三ツ石康洋は調子が読みにくい。2月高知Sでは強烈なまくりを披露していただけに、上向き気配だが、調子の変わり目が早く、安定感を欠いている。初日の気配に注意したい。まくりで稲垣を仕留めるとしたら、三ツ石以外には考えられないが…。西村正彦は堅調を維持。S級シリーズでは安定した走りを見せている。
井上辰也、勝瀬卓也の動向が不気味。任せられるスジの自力型が不在になる可能性が高く、稲垣ジカ付けも。

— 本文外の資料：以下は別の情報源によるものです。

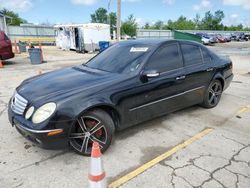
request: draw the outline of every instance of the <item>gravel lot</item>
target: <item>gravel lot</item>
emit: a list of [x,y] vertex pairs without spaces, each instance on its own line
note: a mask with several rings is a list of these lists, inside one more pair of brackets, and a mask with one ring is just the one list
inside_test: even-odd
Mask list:
[[[109,183],[206,128],[212,132],[122,187],[250,187],[250,42],[209,47],[229,56],[234,80],[213,109],[190,107],[118,132],[103,156]],[[7,118],[16,86],[39,70],[86,62],[94,54],[44,47],[47,63],[16,55],[0,69],[0,187],[87,187],[89,159],[69,149],[44,150],[23,138]]]

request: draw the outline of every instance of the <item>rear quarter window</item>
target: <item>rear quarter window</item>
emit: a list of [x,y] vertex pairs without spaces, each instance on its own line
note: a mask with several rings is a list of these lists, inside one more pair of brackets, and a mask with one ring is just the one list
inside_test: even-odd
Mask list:
[[181,44],[181,49],[185,66],[198,65],[203,63],[199,46],[192,44]]
[[212,58],[209,55],[208,51],[205,49],[202,49],[202,55],[203,55],[203,61],[204,63],[211,63]]

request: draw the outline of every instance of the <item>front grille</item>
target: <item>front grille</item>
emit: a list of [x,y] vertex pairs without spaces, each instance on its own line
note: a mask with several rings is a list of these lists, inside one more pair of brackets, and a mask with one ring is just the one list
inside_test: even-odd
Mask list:
[[19,95],[17,92],[14,93],[11,99],[11,109],[13,112],[19,115],[23,115],[25,108],[27,107],[28,101]]

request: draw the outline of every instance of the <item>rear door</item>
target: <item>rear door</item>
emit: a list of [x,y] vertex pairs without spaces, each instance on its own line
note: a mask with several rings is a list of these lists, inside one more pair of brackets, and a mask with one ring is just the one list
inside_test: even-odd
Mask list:
[[160,75],[141,82],[142,94],[137,106],[138,122],[175,111],[183,106],[183,84],[185,80],[183,61],[177,42],[161,46],[148,60],[144,72],[154,70]]
[[204,92],[209,85],[215,69],[208,52],[189,42],[181,43],[185,68],[185,100],[186,105],[201,103]]

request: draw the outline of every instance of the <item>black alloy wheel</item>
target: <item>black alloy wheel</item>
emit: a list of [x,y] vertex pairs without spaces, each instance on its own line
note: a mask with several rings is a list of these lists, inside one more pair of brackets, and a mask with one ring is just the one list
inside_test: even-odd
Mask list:
[[89,156],[92,144],[96,141],[103,153],[111,143],[113,132],[114,123],[111,117],[102,110],[95,110],[77,118],[71,128],[69,142],[77,153]]
[[223,88],[221,82],[219,80],[212,81],[205,94],[202,106],[206,108],[215,107],[220,101],[222,91]]

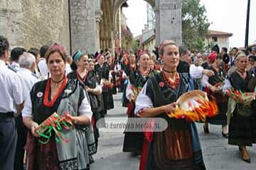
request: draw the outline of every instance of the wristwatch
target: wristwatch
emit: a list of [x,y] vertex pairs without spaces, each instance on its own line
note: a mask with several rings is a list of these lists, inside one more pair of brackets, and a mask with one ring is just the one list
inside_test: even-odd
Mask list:
[[74,118],[74,124],[77,124],[78,123],[78,119]]

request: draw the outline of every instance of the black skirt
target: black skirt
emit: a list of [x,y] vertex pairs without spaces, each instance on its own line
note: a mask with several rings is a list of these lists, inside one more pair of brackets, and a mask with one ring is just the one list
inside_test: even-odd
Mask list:
[[244,117],[235,110],[228,131],[228,144],[252,146],[252,143],[256,143],[256,114],[253,113],[251,116]]
[[228,124],[226,115],[228,103],[226,102],[220,102],[217,104],[219,110],[218,114],[213,118],[208,118],[206,120],[210,124],[226,125]]
[[[131,112],[129,118],[135,118],[134,108]],[[128,123],[129,123],[129,119]],[[144,133],[125,132],[123,145],[123,152],[141,154],[144,143]]]
[[110,110],[114,108],[113,96],[110,92],[102,92],[104,108]]

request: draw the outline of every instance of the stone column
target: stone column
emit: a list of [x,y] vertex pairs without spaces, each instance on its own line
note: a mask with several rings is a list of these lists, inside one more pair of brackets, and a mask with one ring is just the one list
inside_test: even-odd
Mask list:
[[156,0],[156,6],[154,8],[156,18],[156,45],[160,43],[160,13],[159,13],[159,0]]
[[70,11],[72,52],[94,54],[98,46],[95,0],[72,0]]
[[0,1],[0,34],[12,45],[23,45],[21,1]]
[[101,0],[96,0],[95,1],[95,21],[96,21],[96,50],[100,50],[100,22],[102,21],[102,11],[100,7],[101,5]]
[[[178,45],[182,44],[182,25],[181,25],[181,7],[182,0],[156,0],[159,3],[159,16],[156,13],[156,27],[159,26],[159,39],[156,40],[162,42],[164,40],[172,40]],[[155,11],[158,11],[157,6]],[[159,26],[157,26],[159,25]],[[159,44],[159,42],[156,41]]]

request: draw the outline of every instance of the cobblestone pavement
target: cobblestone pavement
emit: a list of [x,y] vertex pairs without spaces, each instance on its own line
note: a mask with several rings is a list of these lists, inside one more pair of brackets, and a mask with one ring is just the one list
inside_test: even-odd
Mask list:
[[[127,117],[120,94],[114,96],[114,109],[107,117]],[[228,145],[228,140],[222,137],[221,126],[210,125],[209,135],[203,133],[203,124],[198,123],[197,128],[207,170],[256,170],[256,145],[248,148],[252,162],[249,164],[240,159],[238,147]],[[122,132],[100,132],[98,152],[94,155],[91,169],[139,169],[139,157],[122,152],[123,140]]]

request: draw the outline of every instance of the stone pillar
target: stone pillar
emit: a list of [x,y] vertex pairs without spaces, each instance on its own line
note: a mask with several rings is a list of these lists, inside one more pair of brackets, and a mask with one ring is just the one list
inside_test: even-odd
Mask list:
[[23,45],[21,1],[0,1],[0,34],[12,45]]
[[96,20],[96,50],[100,50],[100,22],[102,21],[102,11],[101,10],[101,0],[95,1],[95,20]]
[[73,53],[97,50],[95,0],[71,0],[71,44]]
[[160,13],[159,13],[159,1],[156,0],[156,6],[154,8],[156,18],[156,45],[160,44]]
[[156,43],[159,44],[164,40],[172,40],[178,45],[181,45],[182,44],[182,0],[156,0],[156,2],[157,2],[156,5],[159,4],[155,8],[157,21],[156,37],[159,36],[156,38]]

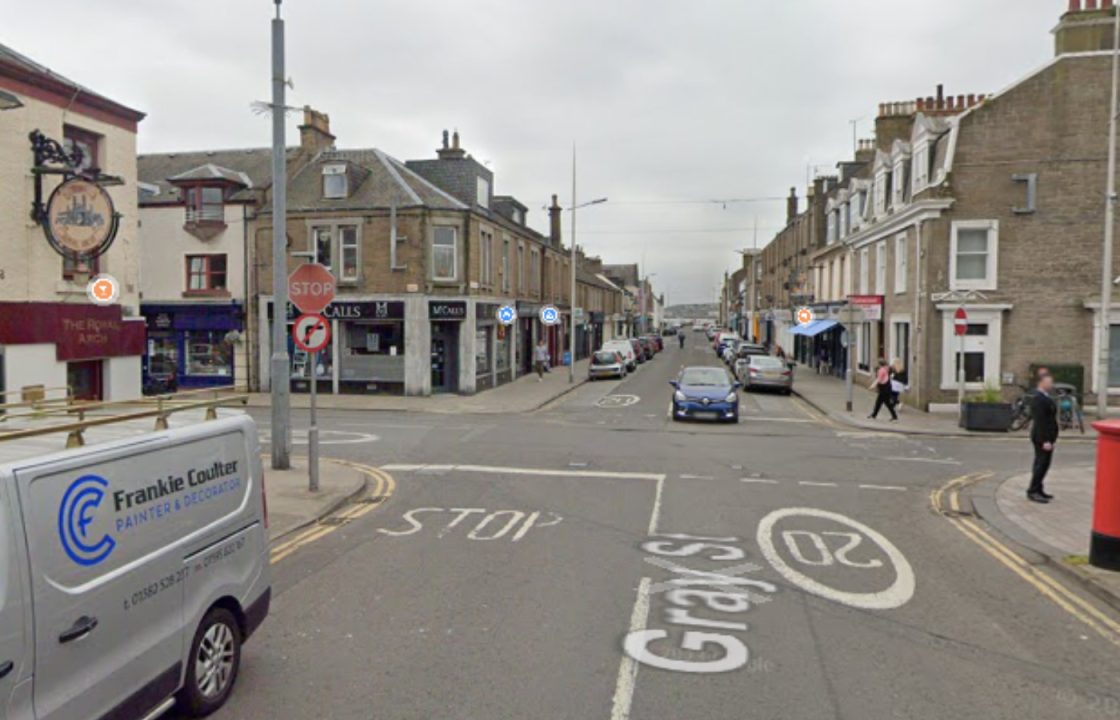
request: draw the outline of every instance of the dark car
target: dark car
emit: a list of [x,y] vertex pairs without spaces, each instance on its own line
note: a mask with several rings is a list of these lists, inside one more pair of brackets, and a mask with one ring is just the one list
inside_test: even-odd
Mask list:
[[673,420],[739,421],[741,384],[722,367],[685,367],[673,386]]

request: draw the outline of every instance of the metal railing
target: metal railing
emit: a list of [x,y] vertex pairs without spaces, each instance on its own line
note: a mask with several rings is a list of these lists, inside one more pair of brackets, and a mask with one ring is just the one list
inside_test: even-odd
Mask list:
[[[199,395],[207,393],[213,393],[214,396],[199,399]],[[11,428],[9,424],[7,428],[0,428],[0,442],[65,432],[67,433],[66,447],[77,448],[85,445],[84,432],[90,428],[155,418],[156,422],[152,429],[157,431],[167,430],[167,419],[172,413],[205,409],[205,419],[214,420],[217,418],[217,409],[220,406],[245,405],[248,403],[249,393],[244,392],[244,389],[233,385],[206,387],[138,400],[90,402],[67,399],[65,405],[31,409],[22,413],[6,414],[4,420],[29,420],[32,423],[49,423],[50,420],[63,419],[65,422],[26,428]],[[136,408],[140,408],[140,410],[136,410]],[[122,412],[115,412],[118,410]],[[105,411],[109,411],[111,414],[100,414]],[[77,420],[69,419],[74,415],[77,415]]]

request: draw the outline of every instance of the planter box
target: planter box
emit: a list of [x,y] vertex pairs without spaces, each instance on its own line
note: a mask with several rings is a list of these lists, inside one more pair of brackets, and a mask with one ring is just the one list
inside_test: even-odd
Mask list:
[[1011,428],[1011,403],[964,403],[961,427],[981,432],[1007,432]]

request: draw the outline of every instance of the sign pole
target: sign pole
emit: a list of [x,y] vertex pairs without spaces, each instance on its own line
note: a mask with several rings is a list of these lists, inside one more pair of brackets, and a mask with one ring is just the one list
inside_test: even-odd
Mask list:
[[272,19],[272,469],[291,467],[291,389],[288,370],[288,170],[284,148],[283,20]]
[[319,492],[319,423],[316,417],[316,400],[319,387],[319,352],[311,353],[311,417],[307,429],[307,489]]
[[848,347],[846,348],[848,350],[848,363],[843,374],[844,392],[848,393],[848,401],[846,403],[848,412],[851,412],[851,392],[852,392],[851,387],[852,387],[852,372],[853,372],[852,359],[855,358],[856,355],[851,349],[851,346],[855,345],[856,342],[855,322],[856,319],[855,319],[855,314],[852,312],[851,298],[848,298]]

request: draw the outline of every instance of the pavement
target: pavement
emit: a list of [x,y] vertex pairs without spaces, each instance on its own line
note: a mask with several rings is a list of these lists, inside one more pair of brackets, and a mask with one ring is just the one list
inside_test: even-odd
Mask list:
[[767,393],[738,424],[673,421],[669,380],[716,362],[668,348],[525,414],[324,411],[324,452],[395,489],[273,564],[214,717],[1116,714],[1120,611],[931,511],[1029,448],[853,432]]
[[[879,432],[895,432],[899,434],[940,436],[954,438],[984,438],[995,436],[1004,437],[1027,437],[1027,431],[991,433],[974,432],[964,430],[958,424],[955,413],[925,412],[900,404],[898,409],[898,421],[892,422],[890,413],[886,409],[879,411],[876,420],[868,418],[875,408],[875,393],[867,389],[862,382],[857,382],[852,386],[852,410],[848,412],[848,393],[843,378],[832,375],[818,375],[808,366],[797,365],[794,375],[793,392],[810,405],[837,422],[842,422],[853,428],[864,430],[876,430]],[[1085,433],[1076,431],[1065,433],[1066,440],[1096,440],[1094,430],[1086,418]]]
[[[404,395],[332,395],[320,393],[316,406],[323,410],[361,410],[382,412],[430,412],[441,414],[505,414],[538,410],[553,400],[566,395],[575,387],[587,382],[588,361],[576,363],[575,383],[568,378],[568,367],[553,367],[538,381],[536,373],[523,375],[512,383],[485,390],[474,395],[437,394],[428,396]],[[271,399],[268,393],[252,393],[249,396],[250,408],[268,408]],[[292,393],[293,410],[310,406],[311,396],[306,393]]]
[[308,489],[307,458],[292,457],[291,468],[273,470],[264,458],[264,492],[269,503],[269,540],[277,541],[300,527],[326,517],[366,487],[362,471],[319,460],[319,489]]

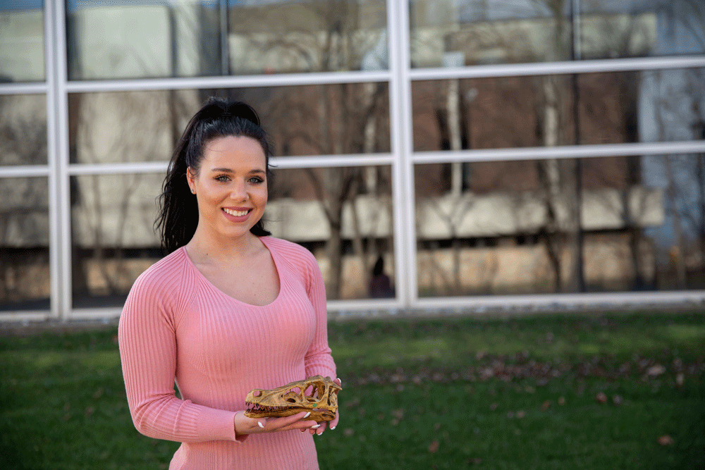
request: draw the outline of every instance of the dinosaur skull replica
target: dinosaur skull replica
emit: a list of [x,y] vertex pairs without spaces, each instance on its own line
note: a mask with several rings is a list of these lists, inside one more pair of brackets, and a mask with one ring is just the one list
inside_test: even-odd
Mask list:
[[307,419],[329,421],[336,417],[338,392],[342,389],[330,377],[314,376],[305,381],[264,390],[255,388],[247,394],[245,415],[250,418],[288,416],[310,412]]

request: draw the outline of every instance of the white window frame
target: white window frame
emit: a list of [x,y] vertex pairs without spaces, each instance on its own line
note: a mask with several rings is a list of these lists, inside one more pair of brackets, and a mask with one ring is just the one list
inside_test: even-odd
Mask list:
[[330,300],[331,314],[340,317],[403,311],[482,312],[489,309],[517,311],[616,309],[664,305],[702,305],[705,291],[618,292],[600,294],[532,294],[522,295],[419,298],[417,273],[414,167],[417,164],[455,161],[501,161],[529,159],[591,158],[705,152],[705,141],[568,145],[546,148],[496,149],[460,151],[413,150],[411,86],[414,81],[468,78],[572,74],[595,72],[654,70],[705,67],[705,55],[617,58],[480,66],[457,68],[412,69],[410,67],[409,6],[405,0],[387,0],[389,70],[274,75],[219,76],[130,80],[69,81],[67,78],[66,10],[63,1],[44,4],[46,80],[41,83],[0,84],[0,94],[44,94],[47,99],[46,165],[0,167],[0,178],[45,177],[49,185],[49,311],[4,311],[0,321],[115,319],[119,308],[79,309],[73,306],[70,178],[79,175],[161,173],[168,162],[85,164],[68,159],[68,94],[95,92],[168,90],[204,88],[275,87],[352,82],[386,82],[389,85],[391,148],[388,153],[273,158],[281,168],[388,165],[392,169],[394,259],[396,297],[386,299]]

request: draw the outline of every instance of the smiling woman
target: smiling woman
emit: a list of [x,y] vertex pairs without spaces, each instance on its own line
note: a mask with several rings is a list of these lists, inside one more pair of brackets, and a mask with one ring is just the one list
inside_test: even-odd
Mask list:
[[336,376],[316,259],[262,222],[269,156],[248,105],[211,99],[196,113],[164,180],[168,254],[137,278],[120,318],[133,420],[182,443],[171,468],[317,469],[312,436],[338,423],[337,413],[245,414],[250,390]]
[[200,168],[189,166],[186,178],[198,201],[197,240],[242,237],[264,213],[266,157],[252,137],[213,140],[204,148]]

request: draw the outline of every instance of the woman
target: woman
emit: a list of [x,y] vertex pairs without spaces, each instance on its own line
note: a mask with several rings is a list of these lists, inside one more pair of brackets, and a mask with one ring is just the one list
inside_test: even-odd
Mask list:
[[262,224],[269,153],[244,103],[212,98],[194,116],[160,201],[168,254],[135,282],[120,319],[133,421],[182,443],[172,469],[317,469],[313,435],[338,423],[243,413],[252,389],[336,376],[316,260]]

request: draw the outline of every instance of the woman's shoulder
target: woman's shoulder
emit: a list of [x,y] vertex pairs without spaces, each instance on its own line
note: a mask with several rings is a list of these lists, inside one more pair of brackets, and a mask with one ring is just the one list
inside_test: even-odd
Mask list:
[[271,235],[262,237],[262,240],[269,249],[270,252],[274,252],[290,263],[305,266],[315,265],[317,268],[318,267],[318,262],[313,253],[298,243]]
[[180,283],[187,261],[183,248],[170,253],[140,274],[133,289],[171,290]]

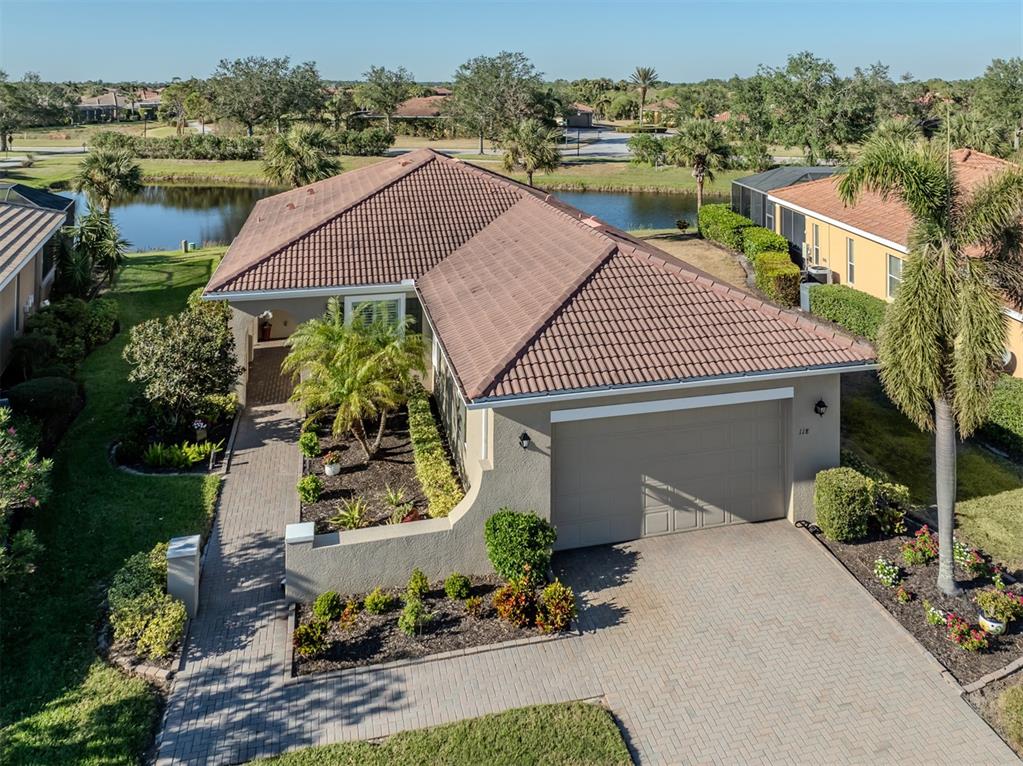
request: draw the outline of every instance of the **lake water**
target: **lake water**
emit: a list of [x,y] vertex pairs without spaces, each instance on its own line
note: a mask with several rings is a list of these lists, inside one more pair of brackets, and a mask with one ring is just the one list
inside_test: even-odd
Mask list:
[[[249,186],[146,186],[112,207],[121,235],[131,249],[177,250],[181,240],[197,244],[227,244],[246,222],[257,200],[275,189]],[[81,194],[60,192],[78,199]],[[565,191],[557,196],[620,229],[668,229],[684,218],[696,225],[697,200],[692,194],[649,192]],[[718,201],[708,197],[708,201]]]

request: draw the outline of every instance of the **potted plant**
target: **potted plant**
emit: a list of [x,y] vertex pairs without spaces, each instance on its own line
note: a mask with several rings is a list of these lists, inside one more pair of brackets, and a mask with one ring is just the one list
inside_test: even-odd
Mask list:
[[336,477],[341,472],[341,453],[330,450],[323,455],[323,472],[328,477]]
[[1023,596],[1007,590],[991,588],[977,595],[977,622],[992,636],[999,636],[1009,623],[1023,617]]

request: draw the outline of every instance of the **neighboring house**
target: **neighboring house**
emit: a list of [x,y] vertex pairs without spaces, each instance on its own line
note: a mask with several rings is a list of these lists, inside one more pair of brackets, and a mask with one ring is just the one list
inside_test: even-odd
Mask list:
[[[206,287],[247,366],[371,304],[414,318],[468,494],[444,519],[287,534],[288,597],[488,571],[482,525],[532,509],[572,548],[813,517],[840,377],[873,349],[479,167],[418,150],[257,202]],[[257,362],[258,363],[258,362]],[[311,528],[311,525],[309,525]],[[414,547],[410,547],[414,546]],[[368,573],[368,575],[366,574]],[[319,590],[317,590],[319,588]]]
[[[1012,167],[972,149],[952,151],[951,162],[968,190]],[[805,265],[828,266],[833,281],[890,301],[902,281],[902,262],[909,252],[909,211],[897,199],[872,192],[846,206],[837,186],[837,178],[826,178],[771,190],[765,216],[773,216],[774,226],[768,228],[785,236]],[[1007,369],[1023,377],[1023,314],[1009,306],[1005,313]]]
[[26,318],[49,297],[65,223],[63,211],[0,201],[0,373]]
[[838,168],[786,166],[737,178],[731,182],[731,210],[741,216],[746,216],[757,226],[774,231],[774,210],[767,204],[768,192],[797,183],[828,178],[837,170]]

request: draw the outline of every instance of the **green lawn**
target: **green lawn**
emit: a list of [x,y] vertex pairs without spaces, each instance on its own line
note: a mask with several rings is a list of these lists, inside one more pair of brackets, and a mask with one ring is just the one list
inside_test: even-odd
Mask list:
[[611,715],[586,703],[538,705],[419,731],[380,744],[297,751],[261,766],[583,766],[631,764]]
[[28,589],[2,599],[0,763],[134,764],[150,741],[157,695],[95,654],[104,585],[132,553],[205,531],[212,503],[201,477],[132,476],[107,461],[130,394],[121,351],[127,327],[182,308],[222,254],[130,256],[112,294],[122,331],[82,365],[86,406],[54,456],[53,497],[32,517],[45,551]]

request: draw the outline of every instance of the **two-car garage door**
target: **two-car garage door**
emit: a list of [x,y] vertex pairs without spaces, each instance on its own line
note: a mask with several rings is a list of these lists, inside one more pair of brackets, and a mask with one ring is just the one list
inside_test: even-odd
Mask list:
[[782,401],[553,424],[558,547],[786,514]]

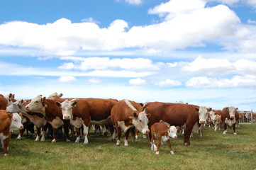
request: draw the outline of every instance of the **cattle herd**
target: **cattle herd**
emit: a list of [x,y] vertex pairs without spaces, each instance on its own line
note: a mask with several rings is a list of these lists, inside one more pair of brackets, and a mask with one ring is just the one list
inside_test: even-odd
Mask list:
[[[33,99],[16,100],[11,94],[0,95],[0,142],[5,156],[8,154],[13,130],[19,130],[17,139],[21,139],[26,129],[33,132],[35,126],[35,141],[41,142],[45,140],[45,132],[51,130],[52,142],[55,142],[58,130],[63,128],[67,142],[75,134],[74,142],[83,140],[86,144],[89,143],[89,128],[94,125],[99,127],[103,132],[109,130],[111,141],[116,141],[117,134],[117,146],[121,144],[122,132],[125,134],[124,146],[128,146],[130,133],[136,137],[141,132],[148,135],[151,149],[156,154],[159,154],[162,141],[167,142],[170,154],[173,154],[169,139],[177,138],[178,131],[183,132],[186,146],[190,145],[194,132],[201,132],[204,124],[208,124],[214,130],[220,130],[223,125],[223,135],[227,133],[227,128],[230,127],[233,134],[237,135],[235,127],[241,116],[233,106],[220,110],[182,102],[143,104],[129,100],[62,96],[62,94],[53,93],[48,98],[38,95]],[[253,115],[255,119],[255,115]],[[155,140],[157,140],[157,145]]]

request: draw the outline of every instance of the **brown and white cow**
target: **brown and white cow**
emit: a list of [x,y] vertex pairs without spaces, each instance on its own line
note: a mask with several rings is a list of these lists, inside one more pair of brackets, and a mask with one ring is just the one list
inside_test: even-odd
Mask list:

S級の稲垣同様に、A級も地元藤木裕が優勝に邁進。相手が強力で楽なレースは望めないが、得意のまくりで決着か。最近は優勝から遠ざかっており、地元Vでアピールしたい。巧者吉川悟が藤木に乗り差し切りを狙う。降級後、3場所でV2とA級では別格の差し脚を見せており、藤木がまくりでも、ゴール前は接戦だ。
白石大輔率いる東軍も強力だ。S級での実績は一番だし、トップスピードの高さもメンバー中で最上位。遠征の不利を差し引いても、優勝の可能性は十分。瀬尾義弘、内田晃弘らが白石を盛り立てる。
西村尚文、瀬戸内勢は、藤木や白石と真っ向勝負では分が悪そう。